We all want close friendships like you see on TV, you know the types where a group of people are very tight with each other. Also there are relationships that are fractured for one reason or another.
Your closest relationships will change over time. Life has a way of doing strange things that cause us to have to change ourselves. It’s very rare when you see a life-long friendship that has endured time and space. Our lives have us on the move more than ever and a friend today might be a memory tomorrow. Friends come for a reason and sometimes a season. Relationships come and go but being there in the moment is always a courageous thing to do. Your relationships can help form an individual as they go through life. Never be afraid to love, it is worth it. Life is too short to be lonely.
We all start as strangers…very profound. Friendships start with hello my name is…
Friendships are a tricky thing. Some relationships are built on a foundation of spending time with one another and constant contact. However finding the balance of how much you contact your friend and giving them space can be only achieved by communication.
When I get a new friend, especially when they are in my mind cooler than I am I feel like I can be a bit overwhelming, like a Labrador.
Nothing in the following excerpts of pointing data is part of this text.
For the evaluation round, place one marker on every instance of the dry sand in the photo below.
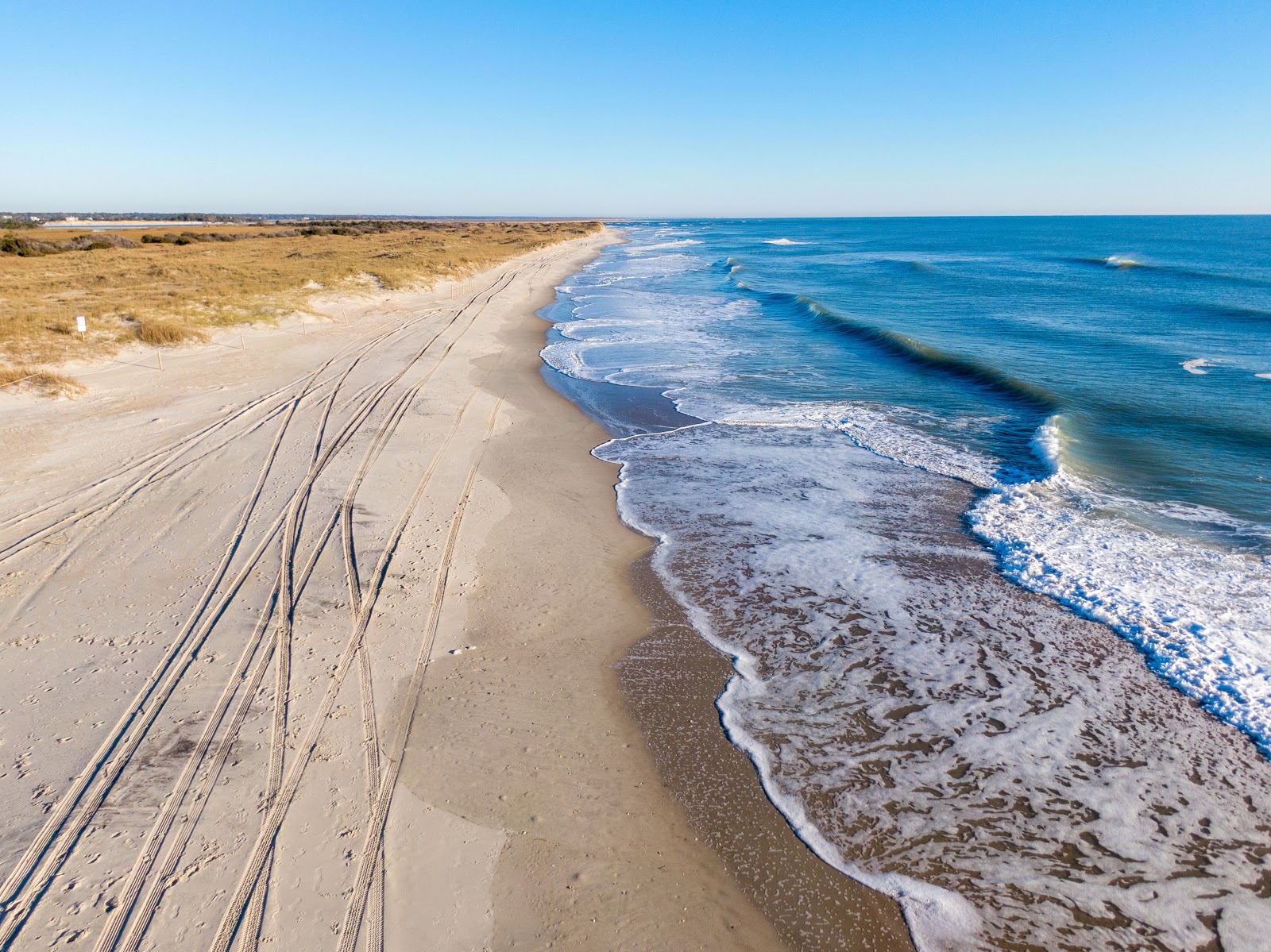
(313, 645)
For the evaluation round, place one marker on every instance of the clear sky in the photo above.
(648, 108)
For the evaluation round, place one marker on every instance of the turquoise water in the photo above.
(1107, 380)
(896, 434)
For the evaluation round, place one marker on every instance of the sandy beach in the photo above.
(315, 642)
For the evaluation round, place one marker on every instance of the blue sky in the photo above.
(646, 108)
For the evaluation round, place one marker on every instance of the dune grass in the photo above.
(173, 285)
(44, 382)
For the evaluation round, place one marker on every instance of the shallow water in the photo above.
(1007, 769)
I am hyper friendly and some folks don’t know how to take that. There have been friendships I have had that in my mind I am the only friend that person has and I have been a little jealous of their other friendships.
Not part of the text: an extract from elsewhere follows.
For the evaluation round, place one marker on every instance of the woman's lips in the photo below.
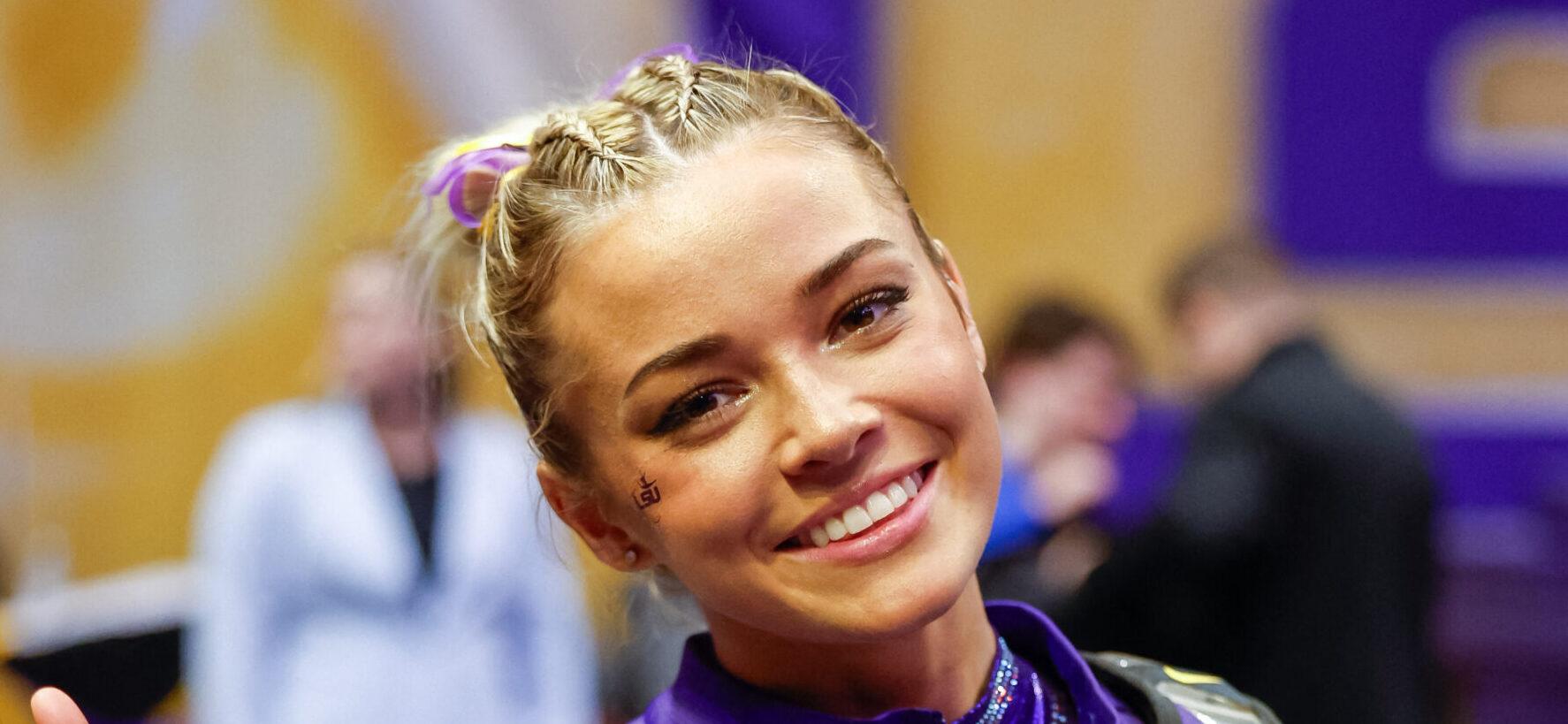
(863, 516)
(871, 529)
I am a extrovert and that can be a good thing, however when it comes to some people who are more introverted that can be too much. I fear that I have run some people off because of my brand of friendliness.
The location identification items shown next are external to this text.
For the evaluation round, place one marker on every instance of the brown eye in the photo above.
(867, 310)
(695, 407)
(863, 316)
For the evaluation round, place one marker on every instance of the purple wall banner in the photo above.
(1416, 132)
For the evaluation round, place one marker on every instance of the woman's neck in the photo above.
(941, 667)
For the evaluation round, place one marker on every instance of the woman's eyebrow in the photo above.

My hope is that people will call me on it. I want friendships for the long haul and I never want to overstay my welcome or become annoying.
Friendship is a part of life that is special. We all need people to go through life with to share those once and a lifetime experiences. Caring about people is part of our humanity.
A fellow blogger and I were having a Twitter conversation about friendship the other day and it seems that the concept is very fluid. Friendship groups seem to change a lot these days. It is rare to keep a long-term friendship group. We are more mobile and our friends change from time to time.
Social media has helped us maintain friendships and that can be a blessing and a curse. In my case a group of people I went to church with when we lived in Murfreesboro, TN stay in touch thanks to Facebook. High school friendships have been renewed because of social networking.
Unfortunately friendships these days seem to have a shelf life and people come into your life for a season. Its something I have had to learn kind of the hard way. Some relationships end because of ego, self-centeredness and other factors. Drama seems to fracture friendships easily these days. People don’t want to be taken advantage of either in their connections with others.
For many people they go through life without meaningful friendships because of one reason or another. Those people need people too. I think our self esteem can be a huge factor in how we perceive ourselves and what we think about other people. I like what Jim Morrison says “A friend is someone who gives you total freedom to be yourself.”
Elbert Hubbard once said “A friend is one who knows you and loves you just the same.” Time and love are the important building blocks of friendship and you have to make yourself available to be a friend. Sometimes that means years and decades while other times it means days and months.
Cherish your friendships. In some ways they become a part of your family or they become a substitute for family.